| Australia | New Zealand |
| 52 | 0 |
|  | 1 | 2 | Total |
| AUS | 22 | 30 | 52 |
| NZL | 0 | 0 | 0 |
- Date: 21 April 2000
- Stadium: Stadium Australia
- Location: Sydney, Australia
- Referee: Bill Harrigan
- Attendance: 26,023

Broadcast partners
- Broadcasters: Nine Network (AUS) Sky Sport (NZ);
- Commentators: Ray Warren; Phil Gould; Peter Sterling;

= 2000 Anzac Test =

The 2000 Anzac test was a rugby league test match played between Australia and New Zealand at the Sydney Olympic Stadium 21 April 2000. It was the fourth Anzac test played between the two nations since the first was played under the Super League banner in 1997 and the third to be played in Sydney.

==Squads==
Scott Hill and Chris McKenna made their test debuts for Australia, while Tasesa Lavea made his debut for New Zealand.
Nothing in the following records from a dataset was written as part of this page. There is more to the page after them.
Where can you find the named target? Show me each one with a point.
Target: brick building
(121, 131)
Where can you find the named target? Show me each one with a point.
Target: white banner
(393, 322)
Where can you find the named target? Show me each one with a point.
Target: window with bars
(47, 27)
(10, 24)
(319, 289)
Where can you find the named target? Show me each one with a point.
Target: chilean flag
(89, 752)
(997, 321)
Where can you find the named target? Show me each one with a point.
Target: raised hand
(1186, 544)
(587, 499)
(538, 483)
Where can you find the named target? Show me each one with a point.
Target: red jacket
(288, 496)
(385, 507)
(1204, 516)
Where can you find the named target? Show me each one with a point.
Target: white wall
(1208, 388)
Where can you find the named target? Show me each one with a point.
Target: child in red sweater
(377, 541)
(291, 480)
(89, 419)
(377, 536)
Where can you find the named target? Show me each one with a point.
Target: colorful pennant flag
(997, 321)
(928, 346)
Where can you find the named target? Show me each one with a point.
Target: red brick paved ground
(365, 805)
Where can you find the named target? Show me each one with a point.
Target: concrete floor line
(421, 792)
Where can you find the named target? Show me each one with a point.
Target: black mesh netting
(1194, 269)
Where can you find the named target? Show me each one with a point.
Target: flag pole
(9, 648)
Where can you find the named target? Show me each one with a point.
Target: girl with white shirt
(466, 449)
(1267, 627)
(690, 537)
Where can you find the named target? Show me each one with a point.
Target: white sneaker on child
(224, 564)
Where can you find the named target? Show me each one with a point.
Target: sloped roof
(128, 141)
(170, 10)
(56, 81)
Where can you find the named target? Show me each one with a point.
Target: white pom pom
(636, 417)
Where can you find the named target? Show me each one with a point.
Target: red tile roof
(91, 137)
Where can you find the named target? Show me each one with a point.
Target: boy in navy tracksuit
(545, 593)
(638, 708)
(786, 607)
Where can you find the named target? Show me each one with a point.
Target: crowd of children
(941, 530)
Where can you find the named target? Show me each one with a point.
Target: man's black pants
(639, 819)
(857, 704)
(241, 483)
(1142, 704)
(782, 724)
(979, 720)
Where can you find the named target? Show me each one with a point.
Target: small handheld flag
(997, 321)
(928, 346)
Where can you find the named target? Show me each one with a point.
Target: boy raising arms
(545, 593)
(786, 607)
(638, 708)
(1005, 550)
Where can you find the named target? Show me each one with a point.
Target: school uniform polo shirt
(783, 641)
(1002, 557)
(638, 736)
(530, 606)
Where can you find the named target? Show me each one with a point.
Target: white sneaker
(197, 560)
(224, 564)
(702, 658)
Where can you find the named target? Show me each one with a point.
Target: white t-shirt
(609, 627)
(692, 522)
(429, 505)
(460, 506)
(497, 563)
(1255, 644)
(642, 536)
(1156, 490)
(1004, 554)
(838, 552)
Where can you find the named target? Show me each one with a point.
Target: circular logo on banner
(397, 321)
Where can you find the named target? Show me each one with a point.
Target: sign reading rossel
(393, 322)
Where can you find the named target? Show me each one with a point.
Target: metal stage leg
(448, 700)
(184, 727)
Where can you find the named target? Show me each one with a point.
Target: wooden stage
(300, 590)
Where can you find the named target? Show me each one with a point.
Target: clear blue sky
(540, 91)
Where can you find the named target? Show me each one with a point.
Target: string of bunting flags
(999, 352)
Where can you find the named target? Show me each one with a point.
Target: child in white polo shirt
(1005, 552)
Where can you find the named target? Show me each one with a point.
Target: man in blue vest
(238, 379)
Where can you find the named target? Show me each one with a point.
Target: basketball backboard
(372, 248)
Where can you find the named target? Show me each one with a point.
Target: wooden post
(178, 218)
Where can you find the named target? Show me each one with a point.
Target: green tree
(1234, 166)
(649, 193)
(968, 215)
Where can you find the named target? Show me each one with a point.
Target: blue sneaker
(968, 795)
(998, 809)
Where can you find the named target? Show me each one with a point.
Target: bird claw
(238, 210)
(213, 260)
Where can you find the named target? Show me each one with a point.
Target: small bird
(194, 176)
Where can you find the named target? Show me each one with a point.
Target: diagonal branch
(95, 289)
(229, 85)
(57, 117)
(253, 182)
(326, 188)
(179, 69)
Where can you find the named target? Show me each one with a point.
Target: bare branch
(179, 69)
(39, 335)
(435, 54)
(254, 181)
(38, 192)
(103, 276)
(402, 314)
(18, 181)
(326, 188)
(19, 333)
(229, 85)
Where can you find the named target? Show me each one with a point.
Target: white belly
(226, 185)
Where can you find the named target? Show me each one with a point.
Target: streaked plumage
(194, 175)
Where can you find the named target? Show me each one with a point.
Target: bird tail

| Australia | Position | New Zealand |
|---|---|---|
| Darren Lockyer | Fullback | Richie Barnett (c) |
| Mat Rogers | Wing | Nigel Vagana |
| Ryan Girdler | Centre | Richie Blackmore |
| Shaun Timmins | Centre | Henry Paul |
| Wendell Sailor | Wing | Lesley Vainikolo |
| Brad Fittler (c) | Five-eighth | Robbie Paul |
| Brett Kimmorley | Halfback | Stacey Jones |
| Shane Webcke | Prop | Joe Vagana |
| Jason Hetherington | Hooker | Richard Swain |
| Rodney Howe | Prop | Craig Smith |
| Gorden Tallis | Second-row | Matt Rua |
| Bryan Fletcher | Second-row | Stephen Kearney |
| Jason Smith | Lock | Tyran Smith |
| Jason Stevens | Interchange | Tony Puletua |
| Robbie Kearns | Interchange | Jason Lowrie |
| Scott Hill | Interchange | David Kidwell |
| Chris McKenna | Interchange | Tasesa Lavea |
| Chris Anderson | Coach | Frank Endacott |

==Match Summary==
Australia withstood an early challenge from the Kiwis before running in four tries in the first half with a further five tries after the break. The win set a then record winning margin and highest score for Australia in rugby league test matches against New Zealand. With two tries and eight goals, Mat Rogers set the individual points scoring record for Australia at 24 points in matches against New Zealand, breaking the record of Eric Simms.